Restaurant information
- Established: 1937
- Closed: November 29, 2012; 13 years ago
- Dress code: Casual
- Location: 834 7th Avenue, Manhattan, New York City, New York, 10019, United States
- Website: Official site (archive)

= Stage Deli =

The Stage Deli, located on Seventh Avenue just two blocks from Carnegie Hall, was a well-known New York City delicatessen, patronized by numerous celebrities. It was first opened in 1937 by Russian-Jewish immigrant Max Asnas. The deli was known for Broadway-themed dishes including the "Mamma Mia!" sandwich.
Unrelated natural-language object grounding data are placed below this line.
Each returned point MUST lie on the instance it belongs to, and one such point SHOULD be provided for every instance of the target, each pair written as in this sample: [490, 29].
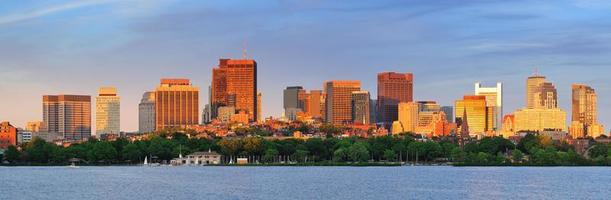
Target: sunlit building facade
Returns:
[108, 108]
[494, 99]
[407, 118]
[584, 112]
[393, 88]
[539, 119]
[234, 83]
[176, 104]
[339, 101]
[67, 115]
[8, 135]
[146, 113]
[360, 107]
[477, 113]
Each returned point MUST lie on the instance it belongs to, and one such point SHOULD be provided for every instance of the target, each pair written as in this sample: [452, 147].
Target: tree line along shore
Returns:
[532, 150]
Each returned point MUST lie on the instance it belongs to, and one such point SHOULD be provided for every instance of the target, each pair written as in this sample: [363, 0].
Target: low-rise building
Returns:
[198, 158]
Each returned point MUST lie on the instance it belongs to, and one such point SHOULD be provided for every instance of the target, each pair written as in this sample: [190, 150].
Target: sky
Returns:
[75, 47]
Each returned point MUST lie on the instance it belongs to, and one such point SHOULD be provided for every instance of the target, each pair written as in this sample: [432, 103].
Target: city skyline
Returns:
[61, 64]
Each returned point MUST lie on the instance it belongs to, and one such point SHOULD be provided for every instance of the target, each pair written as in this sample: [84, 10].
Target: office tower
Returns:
[584, 113]
[292, 103]
[8, 135]
[494, 99]
[339, 101]
[540, 119]
[546, 96]
[237, 78]
[428, 106]
[393, 88]
[108, 107]
[34, 126]
[146, 113]
[259, 107]
[532, 86]
[360, 107]
[508, 129]
[449, 111]
[176, 104]
[68, 116]
[315, 104]
[407, 118]
[476, 111]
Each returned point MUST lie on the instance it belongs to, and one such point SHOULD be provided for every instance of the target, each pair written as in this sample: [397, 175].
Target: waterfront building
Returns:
[393, 88]
[198, 158]
[540, 119]
[508, 128]
[108, 112]
[360, 107]
[259, 107]
[146, 113]
[293, 104]
[532, 86]
[237, 78]
[34, 126]
[477, 111]
[67, 115]
[316, 104]
[449, 111]
[176, 104]
[494, 99]
[339, 101]
[8, 135]
[584, 112]
[225, 113]
[23, 136]
[407, 118]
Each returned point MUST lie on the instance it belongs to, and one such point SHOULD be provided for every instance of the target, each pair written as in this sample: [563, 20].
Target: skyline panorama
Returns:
[305, 45]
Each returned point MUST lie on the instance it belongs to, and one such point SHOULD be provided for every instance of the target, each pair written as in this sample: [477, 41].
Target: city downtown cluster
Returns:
[234, 102]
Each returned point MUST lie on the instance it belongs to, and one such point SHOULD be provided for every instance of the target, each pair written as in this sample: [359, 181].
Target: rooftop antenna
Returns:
[244, 51]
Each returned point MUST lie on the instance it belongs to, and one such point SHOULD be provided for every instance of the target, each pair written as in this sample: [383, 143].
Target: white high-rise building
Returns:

It had other menu items named for the celebrities who had dined there, including Sarah Ferguson, Conan O' Brien, Adam Sandler, Dolly Parton, Martin Short, and Ron Blomberg.

In addition to serving regular meals, Stage Deli held special events including the Matzoh Bowl to determine the best matzoh ball soup.
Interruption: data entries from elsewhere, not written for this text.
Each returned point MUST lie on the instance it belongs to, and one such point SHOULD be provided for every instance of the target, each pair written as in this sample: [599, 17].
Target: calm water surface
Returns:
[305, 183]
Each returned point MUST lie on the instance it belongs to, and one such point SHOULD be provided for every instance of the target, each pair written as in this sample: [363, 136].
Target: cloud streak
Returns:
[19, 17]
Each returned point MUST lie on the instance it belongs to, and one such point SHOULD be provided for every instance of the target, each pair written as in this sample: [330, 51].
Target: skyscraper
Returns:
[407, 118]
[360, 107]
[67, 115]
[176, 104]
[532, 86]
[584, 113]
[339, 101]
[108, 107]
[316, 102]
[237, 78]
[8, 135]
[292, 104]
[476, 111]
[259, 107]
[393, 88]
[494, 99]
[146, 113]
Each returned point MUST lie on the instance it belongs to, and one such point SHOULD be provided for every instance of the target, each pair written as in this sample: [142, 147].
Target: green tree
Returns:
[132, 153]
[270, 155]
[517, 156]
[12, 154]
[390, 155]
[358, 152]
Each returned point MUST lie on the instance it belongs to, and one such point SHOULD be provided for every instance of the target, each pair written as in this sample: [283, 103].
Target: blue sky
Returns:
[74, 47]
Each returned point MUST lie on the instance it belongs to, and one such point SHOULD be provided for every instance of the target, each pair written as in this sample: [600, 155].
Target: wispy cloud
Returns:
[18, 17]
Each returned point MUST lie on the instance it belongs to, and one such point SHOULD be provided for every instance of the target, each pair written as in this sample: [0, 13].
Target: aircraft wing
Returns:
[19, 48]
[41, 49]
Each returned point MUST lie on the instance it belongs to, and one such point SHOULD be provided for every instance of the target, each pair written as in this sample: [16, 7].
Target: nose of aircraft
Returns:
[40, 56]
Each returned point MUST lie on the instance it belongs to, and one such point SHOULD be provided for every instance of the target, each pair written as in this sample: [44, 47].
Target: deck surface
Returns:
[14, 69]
The Stage Deli had a longstanding rivalry with the nearby Carnegie Deli. At one point, the rivals quarreled over which had the best pastrami, with the Stage Deli pointing out that the Carnegie Deli's pastrami was made with water from New Jersey, and the Carnegie Deli responding that the Stage Deli's pastrami, while made with New York water, was bought from a vendor instead of home-made. Thus, New Yorkers could get the same pastrami from any deli supplied by the same vendor. In September 2026, Carnegie Deli took over it's old location.
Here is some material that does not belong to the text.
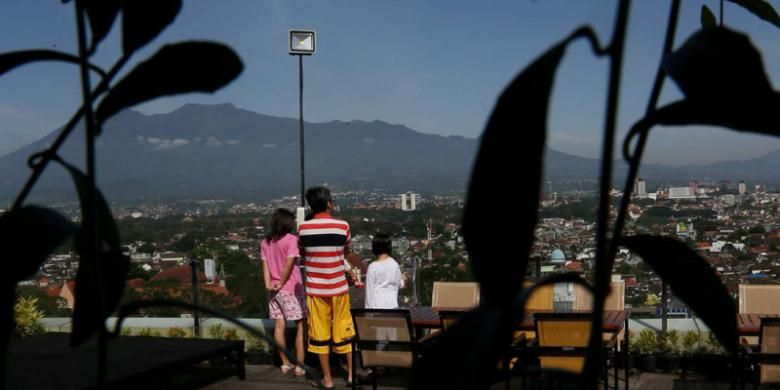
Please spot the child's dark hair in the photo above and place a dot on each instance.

A 1950 comedy album, The corned-beef Confucius, featuring Asnas "with some of Broadway's greatest comedians", was recorded at the deli.

Yankees teammates Mickey Mantle, Hank Bauer and Johnny Hopp shared an apartment above the deli in the early 1950s, and its baseball ties reached out of town to Pete Rose, who once complained of not having a sandwich in his honor.

The Stage Deli appeared in an episode of Late Night with Conan O'Brien in 2001, in which Conan visited the restaurant to see the order which they named after him. He assumed that he was named after a sandwich, but instead learned his order was a choice of a soup and small salad.

The Stage Deli appeared in an episode of the sitcom Caroline in the City called "Caroline and the Sandwich". In the episode, the deli renames a sandwich (previously named after Jo Anne Worley) to name it after the main character in Caroline's cartoon strip, Caroline in the City. This leads to a backlash against her. Jo Anne and Caroline stage a feud to maximise the publicity.

The Stage Deli closed on November 29, 2012. The owners cited a downturn in business, coupled with rising rent as the reasons for the closing. The Stage Deli previously found in the Forum Shops of Caesars Palace in Las Vegas, Nevada closed in June 2008.